Ghana promises end to black outs

Government claims three-year power crisis at an end.

The Ghanaian government has announced an end to the power outages that have caused severe difficulties for the country's residents and businesses over the last three years.

The government says that the power crisis, which began in 2012, has now been resolved thanks to increased power capacity as well as effective power rationing, according to a statement on 30 December.

Ghana has allocated additional funds to manage the nation's energy supply which it says has been strained by greater demand from consumers and businesses. The situation has also been compounded by insufficient water for hydroelectric power plants and inadequate gas supplies for turbines.

The regular power cuts, lasting up to 24 hours, have crippled trade, education and healthcare, resulting in an abrupt economic downturn and disgruntled voters.
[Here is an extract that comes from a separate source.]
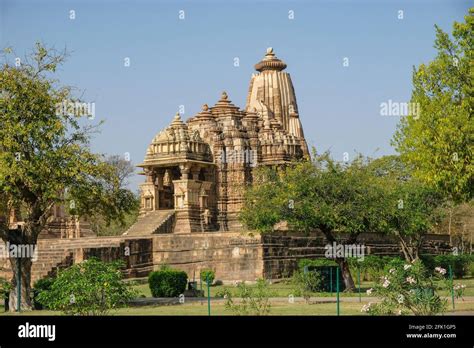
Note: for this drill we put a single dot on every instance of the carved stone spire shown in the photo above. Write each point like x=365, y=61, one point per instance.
x=271, y=92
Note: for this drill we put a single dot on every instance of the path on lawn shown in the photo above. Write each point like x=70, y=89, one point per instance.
x=147, y=301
The crisis has led to protest marches, comedy skits and a Twitter campaign #DumsorMustStop, based around the local slang word for power cut, “dumsor”.

Many Ghanaians hold the country's president John Mahama personally responsible for mismanaging the nation's economy and energy supply, as the power crisis has coinicided with his presidency.

In February Mahama, of the National Democratic Congress (NDC), promised he would fix the power problem by the new year, before he seeks re-election in November 2016. Mahama is expected to face a tough fight from opposition candidate Nana Akufo Addo of the New Patriotic Party (NPD), who he beat narrowly in the 2012 elections.